ColQwen2 v1.0
Property | Value |
---|---|
License | MIT |
Base Model | Qwen2-VL-2B-Instruct |
Paper | ColPali: Efficient Document Retrieval with Vision Language Models |
Language | English |
What is colqwen2-v1.0?
ColQwen2 v1.0 is an innovative visual retrieval model that combines the power of Qwen2-VL-2B-Instruct with ColBERT strategy to efficiently index and retrieve documents based on their visual features. This version represents a significant improvement with its larger batch size training (256 instead of 32) and updated pad token implementation.
Implementation Details
The model utilizes a dynamic image resolution approach, allowing it to process images without forced resizing or aspect ratio changes. It's limited to creating a maximum of 768 image patches, striking a balance between performance and memory efficiency. Training was conducted using bfloat16 format with LoRA adapters (alpha=32, r=32) and a paged_adamw_8bit optimizer.

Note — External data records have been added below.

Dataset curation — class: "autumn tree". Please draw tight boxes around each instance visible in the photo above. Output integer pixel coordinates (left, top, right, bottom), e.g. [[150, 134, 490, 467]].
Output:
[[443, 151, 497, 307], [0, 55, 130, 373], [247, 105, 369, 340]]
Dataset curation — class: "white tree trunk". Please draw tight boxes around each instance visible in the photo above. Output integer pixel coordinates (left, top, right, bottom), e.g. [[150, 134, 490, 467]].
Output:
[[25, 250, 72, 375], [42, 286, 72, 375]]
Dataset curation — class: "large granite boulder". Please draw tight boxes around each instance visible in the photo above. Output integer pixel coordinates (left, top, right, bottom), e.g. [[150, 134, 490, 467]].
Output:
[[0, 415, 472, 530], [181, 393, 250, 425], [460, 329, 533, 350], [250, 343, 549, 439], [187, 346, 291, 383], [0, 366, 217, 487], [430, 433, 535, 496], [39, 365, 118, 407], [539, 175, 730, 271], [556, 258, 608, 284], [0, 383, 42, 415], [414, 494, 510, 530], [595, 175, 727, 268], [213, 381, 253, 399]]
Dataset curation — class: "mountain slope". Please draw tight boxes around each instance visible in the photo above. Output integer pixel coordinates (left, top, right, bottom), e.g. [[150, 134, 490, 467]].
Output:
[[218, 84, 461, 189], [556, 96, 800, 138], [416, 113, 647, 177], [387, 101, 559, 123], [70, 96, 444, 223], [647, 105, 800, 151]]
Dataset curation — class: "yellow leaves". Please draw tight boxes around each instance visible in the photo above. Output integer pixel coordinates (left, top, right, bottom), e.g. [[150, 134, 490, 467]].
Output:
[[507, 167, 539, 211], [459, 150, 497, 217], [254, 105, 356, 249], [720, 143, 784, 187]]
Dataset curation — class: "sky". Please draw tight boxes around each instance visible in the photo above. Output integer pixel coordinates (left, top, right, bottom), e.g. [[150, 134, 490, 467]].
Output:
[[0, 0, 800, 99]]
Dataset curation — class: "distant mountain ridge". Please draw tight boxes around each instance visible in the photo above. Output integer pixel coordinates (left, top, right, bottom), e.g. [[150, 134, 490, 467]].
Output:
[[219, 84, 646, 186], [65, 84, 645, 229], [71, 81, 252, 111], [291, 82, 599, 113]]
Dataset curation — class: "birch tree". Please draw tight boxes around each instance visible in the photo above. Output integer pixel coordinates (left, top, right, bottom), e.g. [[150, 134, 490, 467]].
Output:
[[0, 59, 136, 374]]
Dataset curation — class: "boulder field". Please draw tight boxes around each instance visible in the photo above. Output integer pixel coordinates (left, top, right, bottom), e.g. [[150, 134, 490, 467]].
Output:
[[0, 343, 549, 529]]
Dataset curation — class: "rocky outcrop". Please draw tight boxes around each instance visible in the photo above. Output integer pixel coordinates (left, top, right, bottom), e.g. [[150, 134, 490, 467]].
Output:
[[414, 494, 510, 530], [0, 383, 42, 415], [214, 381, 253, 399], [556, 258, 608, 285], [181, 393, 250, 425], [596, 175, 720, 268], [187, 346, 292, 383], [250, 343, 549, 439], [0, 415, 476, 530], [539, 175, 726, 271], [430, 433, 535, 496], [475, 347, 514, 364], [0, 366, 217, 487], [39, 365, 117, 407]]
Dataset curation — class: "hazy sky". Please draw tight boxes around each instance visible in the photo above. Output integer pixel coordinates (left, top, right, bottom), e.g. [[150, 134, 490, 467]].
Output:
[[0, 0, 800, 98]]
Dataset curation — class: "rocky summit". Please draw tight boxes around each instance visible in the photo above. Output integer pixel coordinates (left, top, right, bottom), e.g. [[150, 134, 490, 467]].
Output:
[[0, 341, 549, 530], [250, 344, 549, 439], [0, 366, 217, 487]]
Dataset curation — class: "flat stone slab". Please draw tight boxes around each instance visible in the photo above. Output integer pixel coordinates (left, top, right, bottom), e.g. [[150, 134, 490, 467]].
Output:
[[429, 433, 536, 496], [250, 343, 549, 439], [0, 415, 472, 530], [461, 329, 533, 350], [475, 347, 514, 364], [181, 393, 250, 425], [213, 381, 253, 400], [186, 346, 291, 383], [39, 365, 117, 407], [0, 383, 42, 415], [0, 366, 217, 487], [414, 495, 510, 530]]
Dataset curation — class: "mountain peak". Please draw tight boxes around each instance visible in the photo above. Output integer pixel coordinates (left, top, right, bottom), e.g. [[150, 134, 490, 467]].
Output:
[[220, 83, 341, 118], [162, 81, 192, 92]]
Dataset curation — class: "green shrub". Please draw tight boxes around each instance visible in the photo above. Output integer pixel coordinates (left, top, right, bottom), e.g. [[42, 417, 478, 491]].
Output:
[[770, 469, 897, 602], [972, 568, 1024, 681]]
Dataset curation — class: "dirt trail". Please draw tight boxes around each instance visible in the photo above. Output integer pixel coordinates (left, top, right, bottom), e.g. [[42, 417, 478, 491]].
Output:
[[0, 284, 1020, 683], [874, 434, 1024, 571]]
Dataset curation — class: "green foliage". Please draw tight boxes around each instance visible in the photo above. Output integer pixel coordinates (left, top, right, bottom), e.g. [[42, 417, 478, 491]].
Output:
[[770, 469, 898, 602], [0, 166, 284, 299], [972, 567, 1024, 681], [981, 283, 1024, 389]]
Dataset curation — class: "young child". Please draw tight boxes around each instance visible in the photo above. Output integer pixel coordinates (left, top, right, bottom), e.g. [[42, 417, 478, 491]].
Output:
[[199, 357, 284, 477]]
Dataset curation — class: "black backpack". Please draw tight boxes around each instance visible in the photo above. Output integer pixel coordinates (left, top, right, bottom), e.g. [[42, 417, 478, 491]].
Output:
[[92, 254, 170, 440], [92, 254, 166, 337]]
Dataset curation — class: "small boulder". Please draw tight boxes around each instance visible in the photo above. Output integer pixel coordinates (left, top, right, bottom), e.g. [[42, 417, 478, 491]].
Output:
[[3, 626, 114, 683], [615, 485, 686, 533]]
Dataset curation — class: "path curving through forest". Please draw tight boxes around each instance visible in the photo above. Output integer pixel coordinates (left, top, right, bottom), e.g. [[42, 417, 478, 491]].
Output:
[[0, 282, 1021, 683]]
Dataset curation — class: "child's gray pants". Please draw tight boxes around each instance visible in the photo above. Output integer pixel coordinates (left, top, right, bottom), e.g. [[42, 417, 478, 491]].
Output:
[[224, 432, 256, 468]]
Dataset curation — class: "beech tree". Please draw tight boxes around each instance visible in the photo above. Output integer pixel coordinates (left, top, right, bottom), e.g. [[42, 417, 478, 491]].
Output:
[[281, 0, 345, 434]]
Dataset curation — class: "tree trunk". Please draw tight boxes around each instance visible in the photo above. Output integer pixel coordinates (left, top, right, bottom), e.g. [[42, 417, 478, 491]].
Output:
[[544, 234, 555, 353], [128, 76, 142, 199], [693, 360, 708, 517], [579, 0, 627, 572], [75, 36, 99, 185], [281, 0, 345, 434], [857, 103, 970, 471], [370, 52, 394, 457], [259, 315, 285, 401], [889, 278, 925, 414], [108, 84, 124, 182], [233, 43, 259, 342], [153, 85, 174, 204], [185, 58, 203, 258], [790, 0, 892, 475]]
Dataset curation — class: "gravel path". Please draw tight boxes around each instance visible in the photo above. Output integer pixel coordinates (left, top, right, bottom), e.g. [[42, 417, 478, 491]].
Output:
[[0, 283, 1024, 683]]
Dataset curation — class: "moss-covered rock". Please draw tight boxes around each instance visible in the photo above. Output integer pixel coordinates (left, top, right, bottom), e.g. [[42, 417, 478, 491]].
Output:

- Trained on 127,460 query-page pairs
- Uses low-rank adapters for transformer layers
- Implements ColBERT-style multi-vector representations
- Supports dynamic image resolutions
Core Capabilities
- Efficient document indexing from visual features
- Multi-vector representation generation
- Dynamic image resolution processing
- Zero-shot generalization potential to non-English languages
Frequently Asked Questions
Q: What makes this model unique?
The model's unique combination of Qwen2-VL architecture with ColBERT strategy, along with its ability to handle dynamic image resolutions and generate multi-vector representations, sets it apart in the document retrieval space.
Q: What are the recommended use cases?
The model is particularly well-suited for PDF-type document retrieval tasks, academic research, and applications requiring efficient visual-textual document indexing and retrieval.